Friday, June 11, 2010

Kingsolver in Orange

This year's Orange Prize for Fiction has gone to American author Barbara Kingsolver (left) for her sixth novel, The Lacuna, which is set between the the Mexico City of artists Diego Rivera and Frida Kahlo and the America of Pearl Harbor, FDR, and J. Edgar Hoover.  It  is described by Chair of Judges Daisy Godwin as :
... a book of breathtaking scale and shattering moments of poignancy
The award ceremony invariably stirs up the debate about whether there should be a literary prize exclusively for women, and another of this year's judges, Michele Roberts in The Independent, does a valiant job of defending this space.

Postscript :
I don't understand how any good art could fail to be political ... Good fiction creates empathy.
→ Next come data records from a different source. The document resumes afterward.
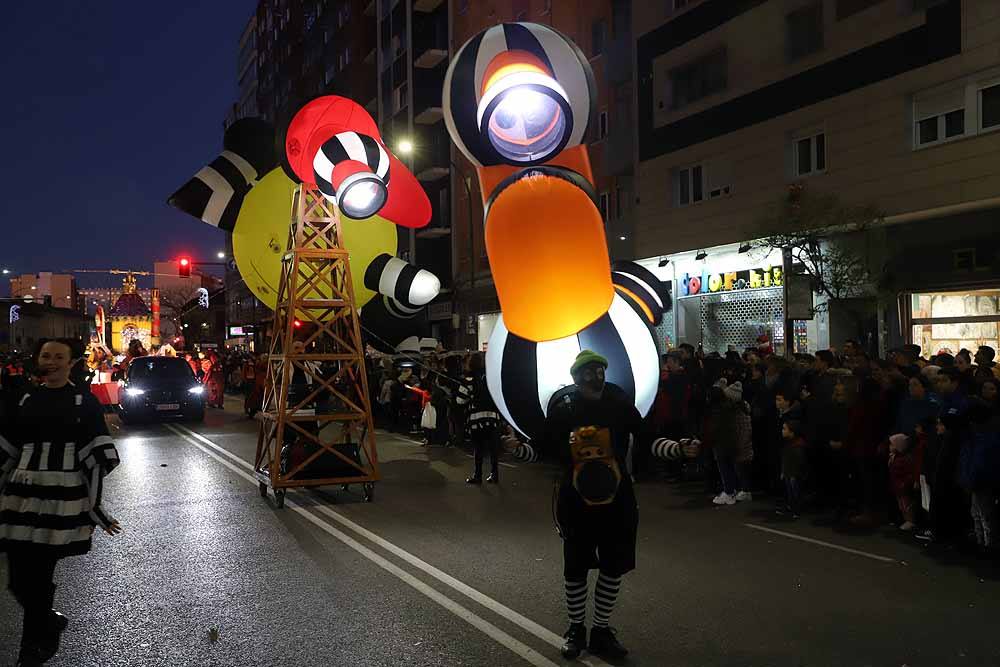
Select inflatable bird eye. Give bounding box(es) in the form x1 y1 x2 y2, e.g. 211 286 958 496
282 95 431 228
313 132 389 220
443 23 596 167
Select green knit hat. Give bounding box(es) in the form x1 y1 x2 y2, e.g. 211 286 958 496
569 350 608 375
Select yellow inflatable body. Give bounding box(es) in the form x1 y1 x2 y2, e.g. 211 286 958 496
233 168 398 310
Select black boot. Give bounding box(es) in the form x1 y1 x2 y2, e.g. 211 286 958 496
587 626 628 659
39 610 69 660
560 623 587 660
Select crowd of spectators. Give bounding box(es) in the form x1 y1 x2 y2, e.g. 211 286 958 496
637 341 1000 550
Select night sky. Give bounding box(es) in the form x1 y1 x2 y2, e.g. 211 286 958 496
0 0 256 294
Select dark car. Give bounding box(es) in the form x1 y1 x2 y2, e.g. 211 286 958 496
119 357 205 424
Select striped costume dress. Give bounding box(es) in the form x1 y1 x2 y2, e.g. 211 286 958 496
0 383 119 558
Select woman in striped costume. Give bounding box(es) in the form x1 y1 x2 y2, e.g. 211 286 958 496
0 339 121 666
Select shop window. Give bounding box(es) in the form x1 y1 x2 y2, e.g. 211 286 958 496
667 48 729 110
979 84 1000 130
909 290 1000 354
674 164 705 206
837 0 882 21
793 132 826 177
785 2 823 62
A novel takes you somewhere and asks you to look through the eyes of another person, to live another life. Literature sucks you into another psyche. So the creation of empathy necessarily influences how you'll behave to other people. How can that not affect you politically? ... (It is) powerful craft; there's alchemy. So we have an obligation to take it seriously – and I do. Perhaps that's why I'm marked. I'm not pretending to be ingenuous; I know what I'm doing.
Kingsolver talks about her life in writing to Maya Jaggi in The Guardian.